Bangladesh Fencing Association
- Abbreviation: BFA
- Formation: 2007
- Headquarters: Dhaka, Bangladesh
- Region served: Bangladesh
- Official language: Bengali
- Website: https://fencingbangladesh.org/

= Bangladesh Fencing Association =

Sports governing body

Bangladesh Fencing Association is the national governing body of Fencing in Bangladesh. It is affiliated with the Bangladesh Olympic Association and the International Fencing Federation.

== History ==
Bangladesh Fencing Association was established in 2007. The president was Lieutenant General A. T. M. Zahirul Alam and the general secretary was Major Qamrul Islam. The first participants were from Bangladesh Ansar and Village Defence Party Club.

President of the association, A. T. M. Zahirul Alam led the 23 member delegation of Bangladesh to the Rio Olympics in 2016.

In September 2017, Shoeb Chowdhury was appointed President of Bangladesh Fencing Association; he was serving as the vice-president of the association. Sheob is the chairman of Daily Asian Age and a director of Special Olympics Bangladesh.

National Sports Council made an ad-hoc committee for the Bangladesh Fencing Association with 27 members on 12 August 2021. Shoeb Chowdhury was the president and Selim Omrao Khan was the general secretary of the association. They met the State Minister for Youth and Sports, Zahid Ahsan Russell, to inform him about the activities of the Bangladesh Fencing Association.

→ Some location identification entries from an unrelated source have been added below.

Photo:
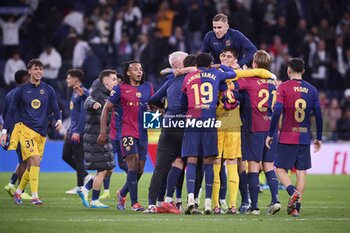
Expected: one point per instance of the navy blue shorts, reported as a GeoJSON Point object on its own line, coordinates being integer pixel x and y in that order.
{"type": "Point", "coordinates": [289, 156]}
{"type": "Point", "coordinates": [256, 149]}
{"type": "Point", "coordinates": [200, 142]}
{"type": "Point", "coordinates": [131, 145]}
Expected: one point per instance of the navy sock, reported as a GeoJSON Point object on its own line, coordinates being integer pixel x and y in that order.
{"type": "Point", "coordinates": [172, 180]}
{"type": "Point", "coordinates": [272, 181]}
{"type": "Point", "coordinates": [223, 183]}
{"type": "Point", "coordinates": [88, 185]}
{"type": "Point", "coordinates": [254, 187]}
{"type": "Point", "coordinates": [106, 182]}
{"type": "Point", "coordinates": [131, 180]}
{"type": "Point", "coordinates": [95, 194]}
{"type": "Point", "coordinates": [179, 184]}
{"type": "Point", "coordinates": [209, 179]}
{"type": "Point", "coordinates": [291, 189]}
{"type": "Point", "coordinates": [243, 186]}
{"type": "Point", "coordinates": [191, 177]}
{"type": "Point", "coordinates": [14, 178]}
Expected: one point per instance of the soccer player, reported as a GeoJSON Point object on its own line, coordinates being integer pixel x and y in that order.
{"type": "Point", "coordinates": [21, 77]}
{"type": "Point", "coordinates": [97, 157]}
{"type": "Point", "coordinates": [229, 142]}
{"type": "Point", "coordinates": [73, 151]}
{"type": "Point", "coordinates": [133, 96]}
{"type": "Point", "coordinates": [35, 101]}
{"type": "Point", "coordinates": [258, 101]}
{"type": "Point", "coordinates": [200, 93]}
{"type": "Point", "coordinates": [169, 162]}
{"type": "Point", "coordinates": [114, 135]}
{"type": "Point", "coordinates": [296, 99]}
{"type": "Point", "coordinates": [222, 36]}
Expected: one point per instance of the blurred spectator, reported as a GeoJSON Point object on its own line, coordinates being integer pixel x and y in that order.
{"type": "Point", "coordinates": [178, 41]}
{"type": "Point", "coordinates": [75, 20]}
{"type": "Point", "coordinates": [333, 113]}
{"type": "Point", "coordinates": [118, 29]}
{"type": "Point", "coordinates": [80, 52]}
{"type": "Point", "coordinates": [195, 22]}
{"type": "Point", "coordinates": [345, 103]}
{"type": "Point", "coordinates": [125, 50]}
{"type": "Point", "coordinates": [144, 53]}
{"type": "Point", "coordinates": [164, 19]}
{"type": "Point", "coordinates": [92, 66]}
{"type": "Point", "coordinates": [103, 26]}
{"type": "Point", "coordinates": [132, 20]}
{"type": "Point", "coordinates": [52, 62]}
{"type": "Point", "coordinates": [180, 12]}
{"type": "Point", "coordinates": [343, 125]}
{"type": "Point", "coordinates": [10, 34]}
{"type": "Point", "coordinates": [12, 65]}
{"type": "Point", "coordinates": [320, 66]}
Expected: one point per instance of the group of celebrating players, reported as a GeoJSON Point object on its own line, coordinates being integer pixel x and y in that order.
{"type": "Point", "coordinates": [249, 136]}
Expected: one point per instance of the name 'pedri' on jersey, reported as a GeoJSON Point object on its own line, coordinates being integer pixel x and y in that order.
{"type": "Point", "coordinates": [35, 104]}
{"type": "Point", "coordinates": [258, 101]}
{"type": "Point", "coordinates": [299, 100]}
{"type": "Point", "coordinates": [134, 102]}
{"type": "Point", "coordinates": [200, 91]}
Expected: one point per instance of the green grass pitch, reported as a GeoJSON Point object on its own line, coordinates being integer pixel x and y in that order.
{"type": "Point", "coordinates": [326, 208]}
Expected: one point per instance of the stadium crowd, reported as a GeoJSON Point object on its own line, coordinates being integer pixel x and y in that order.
{"type": "Point", "coordinates": [97, 34]}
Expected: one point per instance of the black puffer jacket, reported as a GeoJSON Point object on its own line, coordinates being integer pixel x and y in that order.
{"type": "Point", "coordinates": [96, 157]}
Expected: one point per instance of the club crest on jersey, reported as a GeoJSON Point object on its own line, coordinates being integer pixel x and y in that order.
{"type": "Point", "coordinates": [36, 103]}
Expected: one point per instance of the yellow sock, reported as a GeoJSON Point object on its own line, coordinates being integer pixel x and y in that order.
{"type": "Point", "coordinates": [24, 181]}
{"type": "Point", "coordinates": [233, 182]}
{"type": "Point", "coordinates": [216, 184]}
{"type": "Point", "coordinates": [34, 179]}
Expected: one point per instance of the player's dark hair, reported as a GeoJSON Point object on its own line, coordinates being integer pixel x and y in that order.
{"type": "Point", "coordinates": [190, 60]}
{"type": "Point", "coordinates": [34, 62]}
{"type": "Point", "coordinates": [204, 60]}
{"type": "Point", "coordinates": [126, 67]}
{"type": "Point", "coordinates": [296, 64]}
{"type": "Point", "coordinates": [77, 73]}
{"type": "Point", "coordinates": [20, 76]}
{"type": "Point", "coordinates": [234, 52]}
{"type": "Point", "coordinates": [105, 73]}
{"type": "Point", "coordinates": [220, 17]}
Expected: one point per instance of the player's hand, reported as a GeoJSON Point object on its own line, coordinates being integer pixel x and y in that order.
{"type": "Point", "coordinates": [268, 142]}
{"type": "Point", "coordinates": [75, 137]}
{"type": "Point", "coordinates": [102, 138]}
{"type": "Point", "coordinates": [79, 90]}
{"type": "Point", "coordinates": [58, 125]}
{"type": "Point", "coordinates": [317, 145]}
{"type": "Point", "coordinates": [3, 140]}
{"type": "Point", "coordinates": [236, 66]}
{"type": "Point", "coordinates": [96, 106]}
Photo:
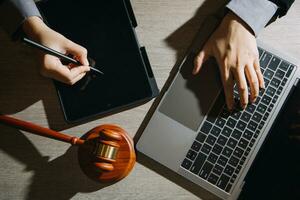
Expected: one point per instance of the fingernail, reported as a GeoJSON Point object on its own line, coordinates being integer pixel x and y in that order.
{"type": "Point", "coordinates": [194, 71]}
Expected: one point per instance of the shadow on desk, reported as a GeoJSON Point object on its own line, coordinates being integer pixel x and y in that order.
{"type": "Point", "coordinates": [58, 179]}
{"type": "Point", "coordinates": [21, 86]}
{"type": "Point", "coordinates": [180, 41]}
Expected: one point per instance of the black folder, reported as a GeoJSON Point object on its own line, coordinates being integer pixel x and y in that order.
{"type": "Point", "coordinates": [107, 30]}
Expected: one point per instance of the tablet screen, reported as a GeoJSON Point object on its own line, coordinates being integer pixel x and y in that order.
{"type": "Point", "coordinates": [103, 27]}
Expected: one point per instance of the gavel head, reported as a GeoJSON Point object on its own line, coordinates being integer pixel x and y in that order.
{"type": "Point", "coordinates": [110, 154]}
{"type": "Point", "coordinates": [106, 149]}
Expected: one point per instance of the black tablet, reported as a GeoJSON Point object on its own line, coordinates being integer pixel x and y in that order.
{"type": "Point", "coordinates": [106, 29]}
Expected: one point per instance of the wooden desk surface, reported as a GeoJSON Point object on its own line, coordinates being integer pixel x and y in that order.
{"type": "Point", "coordinates": [32, 167]}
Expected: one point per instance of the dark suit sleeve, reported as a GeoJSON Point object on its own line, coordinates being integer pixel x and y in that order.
{"type": "Point", "coordinates": [283, 6]}
{"type": "Point", "coordinates": [14, 12]}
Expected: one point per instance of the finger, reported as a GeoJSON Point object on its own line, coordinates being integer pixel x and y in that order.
{"type": "Point", "coordinates": [228, 83]}
{"type": "Point", "coordinates": [79, 52]}
{"type": "Point", "coordinates": [239, 76]}
{"type": "Point", "coordinates": [77, 78]}
{"type": "Point", "coordinates": [75, 71]}
{"type": "Point", "coordinates": [53, 68]}
{"type": "Point", "coordinates": [201, 57]}
{"type": "Point", "coordinates": [253, 82]}
{"type": "Point", "coordinates": [259, 73]}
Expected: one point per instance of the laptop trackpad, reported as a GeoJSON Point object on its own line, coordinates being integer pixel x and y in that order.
{"type": "Point", "coordinates": [189, 97]}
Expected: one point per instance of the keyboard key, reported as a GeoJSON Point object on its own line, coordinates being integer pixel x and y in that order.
{"type": "Point", "coordinates": [228, 170]}
{"type": "Point", "coordinates": [275, 98]}
{"type": "Point", "coordinates": [256, 117]}
{"type": "Point", "coordinates": [228, 187]}
{"type": "Point", "coordinates": [220, 122]}
{"type": "Point", "coordinates": [279, 90]}
{"type": "Point", "coordinates": [206, 149]}
{"type": "Point", "coordinates": [232, 143]}
{"type": "Point", "coordinates": [247, 151]}
{"type": "Point", "coordinates": [284, 66]}
{"type": "Point", "coordinates": [212, 158]}
{"type": "Point", "coordinates": [252, 125]}
{"type": "Point", "coordinates": [274, 63]}
{"type": "Point", "coordinates": [275, 82]}
{"type": "Point", "coordinates": [283, 82]}
{"type": "Point", "coordinates": [186, 164]}
{"type": "Point", "coordinates": [226, 131]}
{"type": "Point", "coordinates": [205, 171]}
{"type": "Point", "coordinates": [222, 183]}
{"type": "Point", "coordinates": [196, 146]}
{"type": "Point", "coordinates": [211, 140]}
{"type": "Point", "coordinates": [266, 100]}
{"type": "Point", "coordinates": [231, 123]}
{"type": "Point", "coordinates": [243, 143]}
{"type": "Point", "coordinates": [248, 134]}
{"type": "Point", "coordinates": [198, 163]}
{"type": "Point", "coordinates": [242, 161]}
{"type": "Point", "coordinates": [227, 152]}
{"type": "Point", "coordinates": [201, 137]}
{"type": "Point", "coordinates": [215, 131]}
{"type": "Point", "coordinates": [268, 74]}
{"type": "Point", "coordinates": [237, 134]}
{"type": "Point", "coordinates": [271, 106]}
{"type": "Point", "coordinates": [279, 74]}
{"type": "Point", "coordinates": [211, 119]}
{"type": "Point", "coordinates": [222, 161]}
{"type": "Point", "coordinates": [238, 152]}
{"type": "Point", "coordinates": [260, 52]}
{"type": "Point", "coordinates": [218, 169]}
{"type": "Point", "coordinates": [241, 125]}
{"type": "Point", "coordinates": [225, 113]}
{"type": "Point", "coordinates": [270, 91]}
{"type": "Point", "coordinates": [213, 178]}
{"type": "Point", "coordinates": [250, 108]}
{"type": "Point", "coordinates": [233, 178]}
{"type": "Point", "coordinates": [206, 127]}
{"type": "Point", "coordinates": [217, 149]}
{"type": "Point", "coordinates": [191, 155]}
{"type": "Point", "coordinates": [265, 60]}
{"type": "Point", "coordinates": [238, 169]}
{"type": "Point", "coordinates": [236, 114]}
{"type": "Point", "coordinates": [290, 71]}
{"type": "Point", "coordinates": [246, 116]}
{"type": "Point", "coordinates": [261, 108]}
{"type": "Point", "coordinates": [266, 82]}
{"type": "Point", "coordinates": [233, 161]}
{"type": "Point", "coordinates": [222, 140]}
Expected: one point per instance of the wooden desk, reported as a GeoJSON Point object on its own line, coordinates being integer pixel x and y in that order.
{"type": "Point", "coordinates": [32, 167]}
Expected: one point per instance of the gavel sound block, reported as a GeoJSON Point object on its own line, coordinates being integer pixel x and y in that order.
{"type": "Point", "coordinates": [105, 154]}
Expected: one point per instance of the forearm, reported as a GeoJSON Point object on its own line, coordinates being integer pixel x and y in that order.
{"type": "Point", "coordinates": [255, 13]}
{"type": "Point", "coordinates": [14, 12]}
{"type": "Point", "coordinates": [283, 6]}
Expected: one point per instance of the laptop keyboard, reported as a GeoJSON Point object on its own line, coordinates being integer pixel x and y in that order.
{"type": "Point", "coordinates": [226, 139]}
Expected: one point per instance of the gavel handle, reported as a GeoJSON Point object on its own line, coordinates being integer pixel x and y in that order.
{"type": "Point", "coordinates": [38, 130]}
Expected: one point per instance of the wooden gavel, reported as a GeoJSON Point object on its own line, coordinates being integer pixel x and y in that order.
{"type": "Point", "coordinates": [105, 153]}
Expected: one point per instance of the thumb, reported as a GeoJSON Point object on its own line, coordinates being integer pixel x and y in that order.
{"type": "Point", "coordinates": [201, 57]}
{"type": "Point", "coordinates": [79, 52]}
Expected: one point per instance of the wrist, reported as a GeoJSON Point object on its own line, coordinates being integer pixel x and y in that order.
{"type": "Point", "coordinates": [231, 19]}
{"type": "Point", "coordinates": [33, 27]}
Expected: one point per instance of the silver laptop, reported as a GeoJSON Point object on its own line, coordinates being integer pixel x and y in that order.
{"type": "Point", "coordinates": [192, 133]}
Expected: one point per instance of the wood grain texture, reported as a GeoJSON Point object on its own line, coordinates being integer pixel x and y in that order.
{"type": "Point", "coordinates": [166, 28]}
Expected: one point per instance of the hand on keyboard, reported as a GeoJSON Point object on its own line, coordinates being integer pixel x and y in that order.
{"type": "Point", "coordinates": [235, 49]}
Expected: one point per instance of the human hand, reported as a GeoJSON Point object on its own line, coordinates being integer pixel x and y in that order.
{"type": "Point", "coordinates": [235, 50]}
{"type": "Point", "coordinates": [51, 66]}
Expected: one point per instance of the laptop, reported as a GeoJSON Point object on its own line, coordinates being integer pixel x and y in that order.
{"type": "Point", "coordinates": [191, 131]}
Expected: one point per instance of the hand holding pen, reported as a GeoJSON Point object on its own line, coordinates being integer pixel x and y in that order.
{"type": "Point", "coordinates": [51, 65]}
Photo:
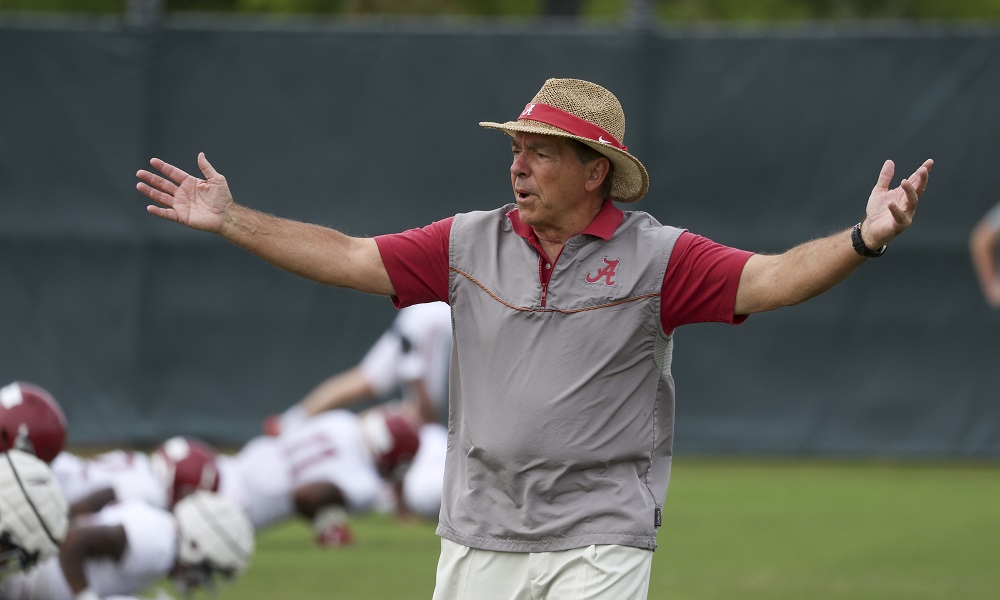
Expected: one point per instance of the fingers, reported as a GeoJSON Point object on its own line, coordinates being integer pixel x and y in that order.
{"type": "Point", "coordinates": [155, 195]}
{"type": "Point", "coordinates": [206, 167]}
{"type": "Point", "coordinates": [920, 176]}
{"type": "Point", "coordinates": [885, 176]}
{"type": "Point", "coordinates": [173, 173]}
{"type": "Point", "coordinates": [155, 181]}
{"type": "Point", "coordinates": [164, 213]}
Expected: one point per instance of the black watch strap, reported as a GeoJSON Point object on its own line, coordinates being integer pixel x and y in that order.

Fencing association became a Federation since 2022 and as so far National sports council made a new ad-hoc committee for Bangladesh fencing Federation with new members where the president is Md Major Qumrul Islam(retd) and general secretary is Md Basunia M Ashiqul Islam.

In March 2022, the Bangladesh Fencing Association held the 4th Bangabandhu Independence Cup Fencing Competition at Shaheed Sohrawardi Indoor Stadium which was won by a team from Bangladesh Navy. It held the Bangabandhu 7th President Cup Fencing Championship in November.

In March 2023, the Bangladesh Fencing Association held the 5th Sheikh Kamal National Fencing Competition at the Shaheed Suhrawardi Indoor Stadium at Mirpur.